Barcoding and DNA identification have become so reliable that Burton and Hastings have been pulled into legal proceedings to aid agencies such as the California Department of Fish and Game. A chunk of mollusk recently residing in a jar in Burton’s laboratory was a key piece of evidence in determining whether an abalone catcher ran afoul of the law.

Such applications are exclusive to the marine environment, but they are fundamentally vital to the global barcoding initiative, says Hebert, because the barcode library of all life is being built one brick at a time.

“This is an important brick,” Hebert said about the California fish identification project. “To build this library we all need to start in our backyard. I started with moths in my backyard.”

 

BARCODE SEAL OF APPROVAL

 

Hastings, curator of the Scripps Marine Vertebrate Collection and North American coordinator for the Fish Barcode of Life project, believes barcoding can enlighten and inform debates about seafood and future sustainability.

“If scientists are saying red snapper is overfished and yet people all over the country are seeing red snapper in the market, then it’s fair for them to ask, ‘How rare can it be?’”

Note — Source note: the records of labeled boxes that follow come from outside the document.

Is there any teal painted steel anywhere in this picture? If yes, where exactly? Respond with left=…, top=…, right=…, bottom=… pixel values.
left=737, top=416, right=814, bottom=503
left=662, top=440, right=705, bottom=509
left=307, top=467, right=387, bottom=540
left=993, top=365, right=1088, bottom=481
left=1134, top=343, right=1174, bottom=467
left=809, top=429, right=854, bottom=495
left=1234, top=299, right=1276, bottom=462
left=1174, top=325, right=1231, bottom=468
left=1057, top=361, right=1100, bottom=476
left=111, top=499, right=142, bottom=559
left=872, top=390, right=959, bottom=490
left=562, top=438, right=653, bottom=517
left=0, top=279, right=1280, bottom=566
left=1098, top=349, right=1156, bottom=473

He envisions a day when fish are sold with a sticker bearing a barcode seal of approval, which will give consumers peace of mind in knowing that red snapper is indeed red snapper, not vermillion snapper, lane snapper, or some other

As Burton and Hastings approach 500 barcoded species in their California fish project, they are now expanding the regional focus of their database by including fishes off Mexico.

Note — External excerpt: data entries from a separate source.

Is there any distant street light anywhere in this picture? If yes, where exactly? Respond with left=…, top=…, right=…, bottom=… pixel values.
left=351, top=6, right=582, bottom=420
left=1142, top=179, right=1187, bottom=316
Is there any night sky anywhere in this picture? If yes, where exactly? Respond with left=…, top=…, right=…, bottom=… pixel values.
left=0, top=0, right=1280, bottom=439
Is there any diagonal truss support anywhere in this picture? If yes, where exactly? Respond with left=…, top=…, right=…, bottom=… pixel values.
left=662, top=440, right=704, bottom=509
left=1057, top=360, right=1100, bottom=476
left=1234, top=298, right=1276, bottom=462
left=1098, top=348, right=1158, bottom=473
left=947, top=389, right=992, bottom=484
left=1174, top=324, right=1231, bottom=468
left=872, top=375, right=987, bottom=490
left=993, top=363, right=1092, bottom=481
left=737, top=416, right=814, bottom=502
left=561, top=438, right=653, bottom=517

Mark Stoeckle, who helped guide his daughter’s Manhattan fish project, touts the practical applications of DNA barcoding, especially in vital areas such as public heath, including testing food shipments for invasive species and other threats. He’s now involved in another high school project, this time with something he describes as “CSI for the house.” He and his student investigators will test the authenticity of anything inside a home that can be traced to an animal product, be they refrigerator items or dog food.

Stoeckle and Hebert, the father of biological barcoding, believe the future is enticing, especially as barcoding devices shrink to be hand-held. They envision Star Trek-type “tricorder” devices capable of identifying plant and animal life by simply scanning over an organism and linking to online databases full of information about that species.

Such a future is now in the works. In February Hebert participated in a meeting in Toronto in which technologists met with biologists to plot a course for DNA barcoding device miniaturization. He envisions a table-top device for animal barcode readings being introduced within five years. A hand-held device? Perhaps 10 years, he believes.

“In the future every kid gets one of these in their Christmas stocking,” said Hebert. “It’s really a global positioning system for life. It can get people and children excited about the natural world. Just walking through the woods and seeing an animal, they can read and understand everything that humanity has learned about that organism.”